Erken doğumun önceden belirlenmesi, semptomların genellikle başlangıçta hafif olması nedeniyle güçtür. Aynı semptomlar sağlıklı, erken doğum tehlikesi olmayan kadınlarda ortaya çıkabileceği gibi, gerçek erken doğum tehlikesi olan kadınlarda hafife alınarak atlanabilir. Servikal dilatasyon ve efasmanın eşlik ettiği geleneksel erken doğum tanımlaması, ancak kontraksiyon sıklığı saatte 6 veya daha fazla, servikal dilatasyon 3 cm veya üzerinde olduğunda ve efasman %80'i aştığında geçerli olmaktadır. Bu değişiklikler için daha düşük eşik değerler alındığında yanlış pozitiflik oranı %40'a kadar yükselmekte ve gereksiz tokoliz uygulamaları artmaktadır (1).

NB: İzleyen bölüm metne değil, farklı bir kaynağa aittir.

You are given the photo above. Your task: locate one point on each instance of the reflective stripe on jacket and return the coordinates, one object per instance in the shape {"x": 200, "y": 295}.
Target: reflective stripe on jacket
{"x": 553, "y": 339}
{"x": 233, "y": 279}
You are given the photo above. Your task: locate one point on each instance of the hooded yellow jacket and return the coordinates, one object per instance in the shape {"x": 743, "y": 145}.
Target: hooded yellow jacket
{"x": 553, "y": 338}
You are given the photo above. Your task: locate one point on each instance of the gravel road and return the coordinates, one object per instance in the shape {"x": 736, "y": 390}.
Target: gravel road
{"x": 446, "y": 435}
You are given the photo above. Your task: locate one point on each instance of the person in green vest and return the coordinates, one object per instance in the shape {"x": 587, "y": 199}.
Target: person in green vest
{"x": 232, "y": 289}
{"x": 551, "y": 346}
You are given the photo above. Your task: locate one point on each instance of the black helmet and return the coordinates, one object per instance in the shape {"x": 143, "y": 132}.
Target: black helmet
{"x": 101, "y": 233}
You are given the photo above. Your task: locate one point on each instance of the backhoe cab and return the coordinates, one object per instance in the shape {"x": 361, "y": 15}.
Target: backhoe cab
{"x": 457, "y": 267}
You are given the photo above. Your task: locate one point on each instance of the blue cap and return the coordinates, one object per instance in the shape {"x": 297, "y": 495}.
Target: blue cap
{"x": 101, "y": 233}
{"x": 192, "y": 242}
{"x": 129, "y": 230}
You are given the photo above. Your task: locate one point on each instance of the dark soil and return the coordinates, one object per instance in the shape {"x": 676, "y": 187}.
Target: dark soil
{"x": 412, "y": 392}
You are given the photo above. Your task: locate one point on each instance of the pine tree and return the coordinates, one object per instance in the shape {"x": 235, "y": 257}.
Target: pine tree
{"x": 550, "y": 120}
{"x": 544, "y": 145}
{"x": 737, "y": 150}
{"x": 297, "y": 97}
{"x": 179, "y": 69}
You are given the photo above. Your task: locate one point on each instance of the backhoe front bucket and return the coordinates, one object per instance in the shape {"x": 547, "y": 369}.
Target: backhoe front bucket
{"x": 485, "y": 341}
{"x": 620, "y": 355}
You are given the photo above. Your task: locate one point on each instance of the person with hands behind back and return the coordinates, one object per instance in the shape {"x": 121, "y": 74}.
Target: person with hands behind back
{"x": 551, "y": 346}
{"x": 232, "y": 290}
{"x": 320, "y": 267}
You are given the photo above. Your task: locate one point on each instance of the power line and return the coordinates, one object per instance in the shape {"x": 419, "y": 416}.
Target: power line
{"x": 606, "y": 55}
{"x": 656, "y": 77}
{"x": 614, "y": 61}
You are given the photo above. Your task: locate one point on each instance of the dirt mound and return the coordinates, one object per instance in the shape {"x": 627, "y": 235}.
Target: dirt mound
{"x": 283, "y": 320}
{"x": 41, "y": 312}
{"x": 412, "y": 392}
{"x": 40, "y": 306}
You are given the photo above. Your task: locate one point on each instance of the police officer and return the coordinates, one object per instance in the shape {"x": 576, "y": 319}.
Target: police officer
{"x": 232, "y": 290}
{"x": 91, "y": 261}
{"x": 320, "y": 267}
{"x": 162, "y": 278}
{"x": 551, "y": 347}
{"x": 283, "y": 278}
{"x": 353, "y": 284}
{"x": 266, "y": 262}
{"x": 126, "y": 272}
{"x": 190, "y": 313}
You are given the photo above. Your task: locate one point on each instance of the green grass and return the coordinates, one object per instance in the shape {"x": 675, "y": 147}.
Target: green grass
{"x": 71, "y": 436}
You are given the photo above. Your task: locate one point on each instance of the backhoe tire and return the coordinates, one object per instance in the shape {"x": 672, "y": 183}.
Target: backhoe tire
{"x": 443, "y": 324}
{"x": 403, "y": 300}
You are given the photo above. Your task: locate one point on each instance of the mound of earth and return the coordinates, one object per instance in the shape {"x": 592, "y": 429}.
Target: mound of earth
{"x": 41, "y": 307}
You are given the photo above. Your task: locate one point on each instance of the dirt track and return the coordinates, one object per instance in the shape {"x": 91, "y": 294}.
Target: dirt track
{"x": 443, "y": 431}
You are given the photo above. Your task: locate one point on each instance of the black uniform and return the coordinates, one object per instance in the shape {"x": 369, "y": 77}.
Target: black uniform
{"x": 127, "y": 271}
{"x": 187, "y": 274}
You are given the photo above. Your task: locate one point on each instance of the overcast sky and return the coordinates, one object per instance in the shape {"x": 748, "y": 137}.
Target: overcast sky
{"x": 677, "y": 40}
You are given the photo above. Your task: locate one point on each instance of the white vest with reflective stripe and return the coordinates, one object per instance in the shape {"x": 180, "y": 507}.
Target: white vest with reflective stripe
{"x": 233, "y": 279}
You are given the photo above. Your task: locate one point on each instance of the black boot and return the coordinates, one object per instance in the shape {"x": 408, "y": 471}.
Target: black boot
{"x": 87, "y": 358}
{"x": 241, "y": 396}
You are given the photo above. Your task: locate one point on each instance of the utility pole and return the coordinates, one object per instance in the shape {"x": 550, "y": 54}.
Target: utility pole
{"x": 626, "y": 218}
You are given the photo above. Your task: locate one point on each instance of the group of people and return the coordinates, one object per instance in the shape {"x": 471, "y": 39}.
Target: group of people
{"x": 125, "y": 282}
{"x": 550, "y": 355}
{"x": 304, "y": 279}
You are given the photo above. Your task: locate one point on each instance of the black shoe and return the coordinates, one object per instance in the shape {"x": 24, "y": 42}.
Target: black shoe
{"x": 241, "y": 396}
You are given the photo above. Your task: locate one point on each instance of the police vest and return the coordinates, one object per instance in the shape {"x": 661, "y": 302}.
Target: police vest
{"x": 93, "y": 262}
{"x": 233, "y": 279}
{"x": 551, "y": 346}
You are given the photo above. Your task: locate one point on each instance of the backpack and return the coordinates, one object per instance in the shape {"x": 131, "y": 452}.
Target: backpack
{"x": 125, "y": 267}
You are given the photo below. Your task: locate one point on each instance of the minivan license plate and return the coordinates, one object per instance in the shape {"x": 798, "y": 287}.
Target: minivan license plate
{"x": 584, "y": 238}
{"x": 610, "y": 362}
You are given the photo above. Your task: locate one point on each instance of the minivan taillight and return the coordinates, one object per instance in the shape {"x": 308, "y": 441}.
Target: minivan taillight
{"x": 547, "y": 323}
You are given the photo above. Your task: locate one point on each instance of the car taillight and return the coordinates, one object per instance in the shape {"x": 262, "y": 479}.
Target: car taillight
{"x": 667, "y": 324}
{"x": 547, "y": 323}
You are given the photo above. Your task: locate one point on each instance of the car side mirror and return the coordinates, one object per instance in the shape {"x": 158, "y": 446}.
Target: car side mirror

Erken doğumun belirlenmesi için kullanılan diğer testler ise şunlardır: 1- Serviksin dijital ya da ultrasonografik muayenesi, 2- Uterus kasılmaların evde takibi 3- Erken doğumun biyokimyasal işaretlerinin kan, tükrük ya da servikovajinal sıvılarda araştırılması. Bu testler erken doğumun semptomları ortaya çıkmadan tarama amaçlı kullanılabileceği gibi, erken doğum tehdidiyle başvuran hastalarda tanısal amaçlı da kullanılabilirler.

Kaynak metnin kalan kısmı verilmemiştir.